我们在3期KEYNOTE-189(ClinicalTrials.gov,NCT02578680;非鳞状)和KEYNOTE-407(ClinicalTrials.gov,NCT02775435;鳞状)试验中,评估了组织肿瘤突变负荷(tTMB)以及 和 基因的突变,将其作为帕博利珠单抗联合铂类化疗(帕博利珠单抗联合方案)用于非小细胞肺癌(NSCLC)患者疗效的生物标志物。
这项回顾性探索性分析评估了KEYNOTE-189和KEYNOTE-407试验中入组患者的高tTMB以及 、 和 基因突变的发生率,以及这些潜在生物标志物与临床结局之间的关系。在有可用肿瘤组织及匹配正常DNA的患者中,使用全外显子组测序评估tTMB以及 、 、 基因突变状态。使用预先设定的175个突变/外显子的切点评估tTMB的临床效用。

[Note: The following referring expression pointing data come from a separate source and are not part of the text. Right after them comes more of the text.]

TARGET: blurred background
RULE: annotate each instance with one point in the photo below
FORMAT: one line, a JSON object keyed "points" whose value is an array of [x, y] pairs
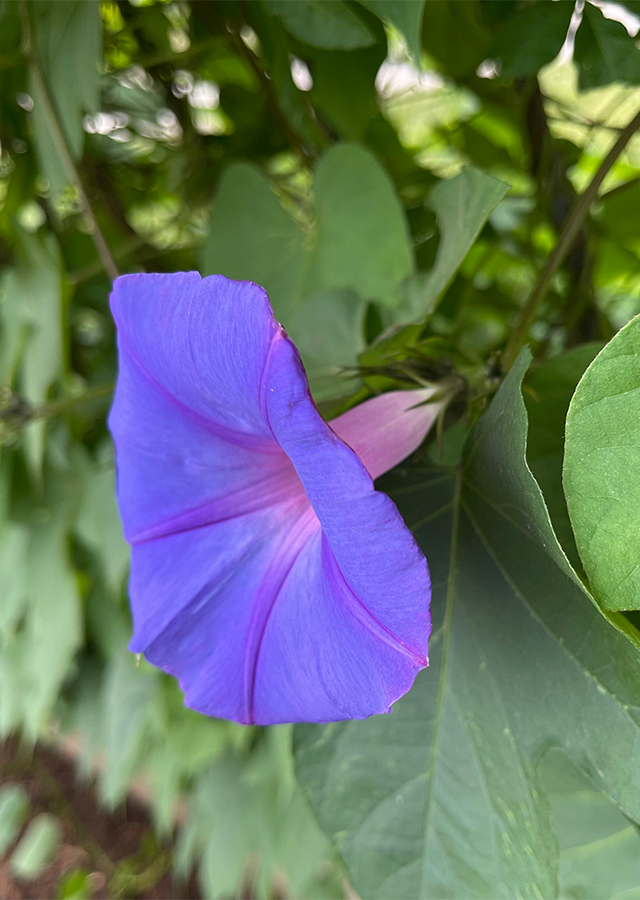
{"points": [[299, 144]]}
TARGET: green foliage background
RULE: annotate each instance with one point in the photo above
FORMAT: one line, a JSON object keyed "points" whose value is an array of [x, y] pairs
{"points": [[418, 185]]}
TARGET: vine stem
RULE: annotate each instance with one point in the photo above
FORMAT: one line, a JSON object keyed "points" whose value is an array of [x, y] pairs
{"points": [[568, 235], [62, 148]]}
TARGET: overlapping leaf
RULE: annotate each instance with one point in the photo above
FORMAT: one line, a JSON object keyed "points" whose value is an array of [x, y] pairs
{"points": [[442, 797], [601, 471]]}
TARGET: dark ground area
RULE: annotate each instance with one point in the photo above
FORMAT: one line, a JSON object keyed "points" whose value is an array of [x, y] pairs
{"points": [[101, 854]]}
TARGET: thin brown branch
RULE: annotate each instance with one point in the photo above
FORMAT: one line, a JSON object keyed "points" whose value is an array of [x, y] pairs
{"points": [[568, 235], [61, 145]]}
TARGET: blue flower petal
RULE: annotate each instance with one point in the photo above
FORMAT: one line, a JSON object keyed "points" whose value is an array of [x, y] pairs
{"points": [[267, 573]]}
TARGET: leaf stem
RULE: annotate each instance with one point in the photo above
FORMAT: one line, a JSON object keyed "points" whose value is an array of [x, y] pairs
{"points": [[61, 145], [568, 234]]}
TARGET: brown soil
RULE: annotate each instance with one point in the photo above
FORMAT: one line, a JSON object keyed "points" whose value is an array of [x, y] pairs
{"points": [[118, 848]]}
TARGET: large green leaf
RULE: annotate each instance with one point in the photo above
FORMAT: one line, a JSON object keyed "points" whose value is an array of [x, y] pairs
{"points": [[252, 238], [599, 846], [531, 38], [547, 395], [462, 206], [604, 51], [602, 473], [333, 26], [250, 808], [67, 38], [358, 248], [442, 797]]}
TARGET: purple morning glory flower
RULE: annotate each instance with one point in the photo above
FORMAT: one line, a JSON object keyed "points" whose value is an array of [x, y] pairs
{"points": [[268, 575]]}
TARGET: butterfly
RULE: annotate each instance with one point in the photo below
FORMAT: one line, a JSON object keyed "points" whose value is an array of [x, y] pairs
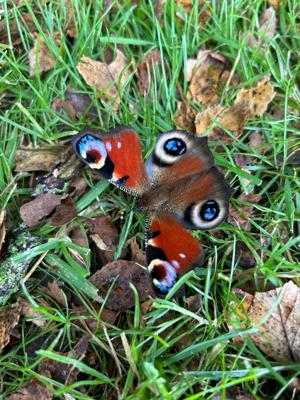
{"points": [[179, 185]]}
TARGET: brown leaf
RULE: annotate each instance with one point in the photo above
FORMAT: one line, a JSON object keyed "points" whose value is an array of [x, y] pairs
{"points": [[55, 292], [152, 58], [64, 212], [64, 106], [137, 254], [205, 81], [79, 184], [100, 75], [185, 117], [33, 389], [232, 118], [9, 318], [79, 239], [257, 141], [106, 239], [238, 219], [38, 158], [278, 337], [2, 228], [121, 296], [44, 58], [257, 99], [191, 62], [35, 210]]}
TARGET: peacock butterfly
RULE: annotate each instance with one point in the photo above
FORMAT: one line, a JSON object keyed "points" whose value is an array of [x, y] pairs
{"points": [[179, 185]]}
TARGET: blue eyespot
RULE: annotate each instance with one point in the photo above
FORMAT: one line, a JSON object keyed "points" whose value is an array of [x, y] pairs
{"points": [[175, 147], [209, 211]]}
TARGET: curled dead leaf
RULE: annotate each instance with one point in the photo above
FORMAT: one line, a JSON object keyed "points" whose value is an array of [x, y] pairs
{"points": [[204, 84], [35, 210], [257, 98], [278, 336], [100, 76], [121, 296]]}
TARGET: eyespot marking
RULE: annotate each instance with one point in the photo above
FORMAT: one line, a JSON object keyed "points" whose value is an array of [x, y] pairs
{"points": [[209, 211], [92, 150], [175, 147], [163, 274]]}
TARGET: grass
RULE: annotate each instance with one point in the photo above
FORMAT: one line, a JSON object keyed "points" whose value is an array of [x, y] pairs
{"points": [[156, 363]]}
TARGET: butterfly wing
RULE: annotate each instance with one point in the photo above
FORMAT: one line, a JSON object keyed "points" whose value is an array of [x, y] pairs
{"points": [[116, 155], [195, 192], [171, 252]]}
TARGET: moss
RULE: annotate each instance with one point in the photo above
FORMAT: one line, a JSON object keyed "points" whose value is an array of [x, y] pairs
{"points": [[11, 273]]}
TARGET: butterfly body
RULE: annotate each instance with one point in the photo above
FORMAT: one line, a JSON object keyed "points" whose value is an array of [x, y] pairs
{"points": [[179, 185]]}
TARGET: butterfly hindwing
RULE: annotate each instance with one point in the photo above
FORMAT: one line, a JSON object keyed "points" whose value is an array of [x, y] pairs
{"points": [[171, 252], [116, 155]]}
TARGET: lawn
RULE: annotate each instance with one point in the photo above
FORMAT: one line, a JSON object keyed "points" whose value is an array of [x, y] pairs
{"points": [[79, 318]]}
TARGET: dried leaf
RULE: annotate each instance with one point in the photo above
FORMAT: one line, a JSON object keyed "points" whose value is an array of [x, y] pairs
{"points": [[232, 118], [278, 337], [256, 141], [121, 296], [33, 390], [185, 117], [205, 81], [191, 63], [9, 318], [257, 99], [35, 210], [64, 212], [100, 75], [44, 58], [38, 158], [106, 238]]}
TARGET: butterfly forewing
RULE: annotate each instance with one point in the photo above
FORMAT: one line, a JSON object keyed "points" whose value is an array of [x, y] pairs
{"points": [[116, 155]]}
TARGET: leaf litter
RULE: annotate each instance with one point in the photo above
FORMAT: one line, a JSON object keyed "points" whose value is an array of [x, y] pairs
{"points": [[278, 335], [208, 77]]}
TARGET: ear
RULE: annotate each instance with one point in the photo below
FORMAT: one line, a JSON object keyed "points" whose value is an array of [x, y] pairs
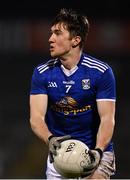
{"points": [[76, 40]]}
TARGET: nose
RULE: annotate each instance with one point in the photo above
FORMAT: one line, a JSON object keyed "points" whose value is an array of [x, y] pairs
{"points": [[51, 39]]}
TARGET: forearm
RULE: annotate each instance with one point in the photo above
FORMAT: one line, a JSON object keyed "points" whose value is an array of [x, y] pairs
{"points": [[40, 128], [105, 133]]}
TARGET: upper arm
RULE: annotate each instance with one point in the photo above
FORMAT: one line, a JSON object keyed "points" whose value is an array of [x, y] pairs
{"points": [[38, 105]]}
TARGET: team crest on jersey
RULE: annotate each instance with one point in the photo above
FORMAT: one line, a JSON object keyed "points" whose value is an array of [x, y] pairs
{"points": [[86, 83]]}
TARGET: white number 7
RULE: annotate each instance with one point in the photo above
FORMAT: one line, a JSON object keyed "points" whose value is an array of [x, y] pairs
{"points": [[68, 88]]}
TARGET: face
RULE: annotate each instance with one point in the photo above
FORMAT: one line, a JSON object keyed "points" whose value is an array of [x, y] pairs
{"points": [[60, 41]]}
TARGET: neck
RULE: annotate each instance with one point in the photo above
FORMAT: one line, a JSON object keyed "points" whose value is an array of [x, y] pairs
{"points": [[71, 61]]}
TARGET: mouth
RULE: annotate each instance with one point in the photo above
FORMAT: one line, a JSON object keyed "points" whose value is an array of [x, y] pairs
{"points": [[51, 47]]}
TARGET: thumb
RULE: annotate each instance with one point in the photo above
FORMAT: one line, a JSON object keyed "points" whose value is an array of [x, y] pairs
{"points": [[63, 138]]}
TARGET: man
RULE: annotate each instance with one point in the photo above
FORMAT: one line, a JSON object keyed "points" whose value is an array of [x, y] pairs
{"points": [[73, 96]]}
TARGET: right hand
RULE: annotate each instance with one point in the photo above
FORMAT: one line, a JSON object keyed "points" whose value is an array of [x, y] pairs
{"points": [[54, 143]]}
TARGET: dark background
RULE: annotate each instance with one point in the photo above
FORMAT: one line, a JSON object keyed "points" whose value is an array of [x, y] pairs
{"points": [[24, 32]]}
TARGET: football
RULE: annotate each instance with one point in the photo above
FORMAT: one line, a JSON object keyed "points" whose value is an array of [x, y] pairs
{"points": [[71, 158]]}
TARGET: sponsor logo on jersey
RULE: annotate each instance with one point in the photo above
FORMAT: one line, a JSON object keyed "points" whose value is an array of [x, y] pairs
{"points": [[68, 105], [52, 84], [69, 82], [86, 83]]}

在有可评估全外显子组测序数据用于评估tTMB(KEYNOTE-189, = 293;KEYNOTE-407, = 312)及匹配正常DNA的患者中,对于鳞状或非鳞状组织学患者,连续tTMB评分与帕博利珠单抗联合方案(Wald检验,单侧 > 0.05)或安慰剂联合方案(Wald检验,双侧 > 0.05)的总生存期(OS)或无进展生存期之间均未发现关联。在KEYNOTE-189中,与tTMB低于175个突变/外显子相比,tTMB大于或等于175的患者接受帕博利珠单抗联合方案时,OS的风险比分别为0.64[95%置信区间(CI):0.38‒1.07]和0.64[95%CI:0.42‒0.97];在KEYNOTE-407中,与安慰剂联合方案相比,OS的风险比分别为0.74[95%CI:0.50‒1.08]和0.86[95%CI:0.57‒1.28]。无论 、 或 基因突变状态如何,治疗结局相似。
这些发现支持帕博利珠单抗联合方案作为转移性NSCLC患者的一线治疗方案,并不表明tTMB、 或 基因突变状态可作为该治疗方案的生物标志物。